The company, which is currently participating in a landing pad initiative in San Francisco, also announced at the beginning of the year that it had secured early-stage investment from Techstart Ventures.

Cloudsmith’s SaaS platform offers advanced logistics for software developers, operators and vendors who need to secure, manage and accelerate their product development and distribution.

This round of funding will be used to ramp up Cloudsmith’s R&D and marketing capabilities, with a focus on bringing its universal artefact caching service to market. This service provides software developers with an isolation and edge-caching layer that aims to add resilience and performance capabilities to modern software delivery.

Critical stage of growth

Alan Carson, CEO of Cloudsmith, said: “We believe that the concept of provenance will play a defining role in the future of software security and quality.
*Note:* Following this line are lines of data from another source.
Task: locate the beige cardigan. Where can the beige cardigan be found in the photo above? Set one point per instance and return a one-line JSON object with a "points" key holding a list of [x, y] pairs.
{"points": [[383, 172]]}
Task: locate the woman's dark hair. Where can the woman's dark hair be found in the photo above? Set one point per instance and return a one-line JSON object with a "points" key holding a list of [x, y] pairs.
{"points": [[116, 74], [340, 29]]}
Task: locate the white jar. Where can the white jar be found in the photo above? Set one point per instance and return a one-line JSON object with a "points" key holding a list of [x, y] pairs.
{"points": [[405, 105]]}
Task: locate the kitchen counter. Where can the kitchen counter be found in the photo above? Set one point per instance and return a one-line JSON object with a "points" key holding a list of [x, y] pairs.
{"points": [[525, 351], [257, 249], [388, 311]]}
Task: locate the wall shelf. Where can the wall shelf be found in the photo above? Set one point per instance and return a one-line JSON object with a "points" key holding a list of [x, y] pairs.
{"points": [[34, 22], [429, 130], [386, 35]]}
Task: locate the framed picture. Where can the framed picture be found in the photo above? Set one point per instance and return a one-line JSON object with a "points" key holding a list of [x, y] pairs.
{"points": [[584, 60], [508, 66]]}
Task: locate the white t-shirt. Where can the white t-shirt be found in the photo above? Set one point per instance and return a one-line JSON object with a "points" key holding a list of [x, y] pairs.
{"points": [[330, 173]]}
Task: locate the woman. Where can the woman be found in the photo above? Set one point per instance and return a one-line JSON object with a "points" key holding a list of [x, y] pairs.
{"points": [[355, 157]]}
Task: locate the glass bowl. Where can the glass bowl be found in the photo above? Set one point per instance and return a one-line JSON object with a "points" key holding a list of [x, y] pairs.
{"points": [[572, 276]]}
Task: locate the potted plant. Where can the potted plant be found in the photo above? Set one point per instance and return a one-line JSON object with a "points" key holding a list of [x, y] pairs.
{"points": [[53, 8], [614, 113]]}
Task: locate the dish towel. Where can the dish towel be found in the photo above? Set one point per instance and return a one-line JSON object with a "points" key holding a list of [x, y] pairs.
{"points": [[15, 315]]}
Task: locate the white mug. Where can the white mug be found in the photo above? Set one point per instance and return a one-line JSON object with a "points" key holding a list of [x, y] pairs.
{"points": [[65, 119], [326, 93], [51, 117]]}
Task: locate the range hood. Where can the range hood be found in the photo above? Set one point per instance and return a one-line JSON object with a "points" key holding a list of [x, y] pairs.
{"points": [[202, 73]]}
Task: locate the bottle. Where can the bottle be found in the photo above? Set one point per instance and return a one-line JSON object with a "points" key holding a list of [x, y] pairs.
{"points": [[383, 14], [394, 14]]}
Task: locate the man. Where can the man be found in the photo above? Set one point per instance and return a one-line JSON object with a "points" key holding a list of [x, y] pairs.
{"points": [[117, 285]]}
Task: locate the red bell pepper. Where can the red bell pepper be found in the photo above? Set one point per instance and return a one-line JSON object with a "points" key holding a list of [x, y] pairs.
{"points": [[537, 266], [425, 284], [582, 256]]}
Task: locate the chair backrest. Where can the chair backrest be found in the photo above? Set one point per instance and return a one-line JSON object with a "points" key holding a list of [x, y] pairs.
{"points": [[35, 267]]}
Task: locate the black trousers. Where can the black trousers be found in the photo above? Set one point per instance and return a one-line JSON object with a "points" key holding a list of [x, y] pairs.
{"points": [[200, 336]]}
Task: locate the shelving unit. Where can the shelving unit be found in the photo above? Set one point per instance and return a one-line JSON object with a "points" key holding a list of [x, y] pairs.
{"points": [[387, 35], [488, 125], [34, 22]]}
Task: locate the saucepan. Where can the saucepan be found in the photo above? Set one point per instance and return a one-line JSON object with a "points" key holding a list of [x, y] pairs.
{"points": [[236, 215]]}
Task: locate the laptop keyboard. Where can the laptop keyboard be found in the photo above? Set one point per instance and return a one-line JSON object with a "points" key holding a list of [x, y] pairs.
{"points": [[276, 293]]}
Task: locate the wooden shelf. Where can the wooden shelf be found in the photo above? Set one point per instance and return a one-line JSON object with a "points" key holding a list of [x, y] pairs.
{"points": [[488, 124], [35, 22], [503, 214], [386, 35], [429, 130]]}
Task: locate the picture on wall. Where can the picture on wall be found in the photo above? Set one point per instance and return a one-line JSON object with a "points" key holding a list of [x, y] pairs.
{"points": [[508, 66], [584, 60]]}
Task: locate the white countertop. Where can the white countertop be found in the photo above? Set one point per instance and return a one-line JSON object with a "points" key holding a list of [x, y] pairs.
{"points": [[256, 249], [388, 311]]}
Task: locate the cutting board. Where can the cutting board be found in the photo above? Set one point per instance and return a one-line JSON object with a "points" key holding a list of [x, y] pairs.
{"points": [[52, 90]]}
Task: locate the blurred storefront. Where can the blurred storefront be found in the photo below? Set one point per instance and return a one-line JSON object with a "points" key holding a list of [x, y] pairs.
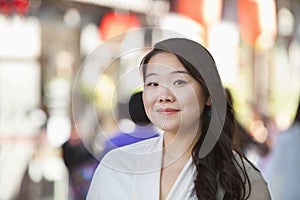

All companies need end-to-end visibility and control of the assets in their software pipelines.

“It’s important to have the support of Frontline and MMC as we enter this critical stage in Cloudsmith’s growth.”

The company’s CTO, Lee Skillen, added: “Customer feedback has shown that a single cloud-based platform for managing software artefacts builds collaboration and communication between teams – a critical aspects of the DevOps culture we facilitate.”

Steve Collins, partner at Frontline Ventures, said: “The guys are building what is in effect a foundational element for the next stage in the evolution of software development and distribution.

“Protecting developers and businesses from the chaos of public software will be a game changer.”

Hal Wilson, partner at Techstart Ventures, added that the investment is a “clear vote of confidence” in the Cloudsmith team and their ability to execute their vision.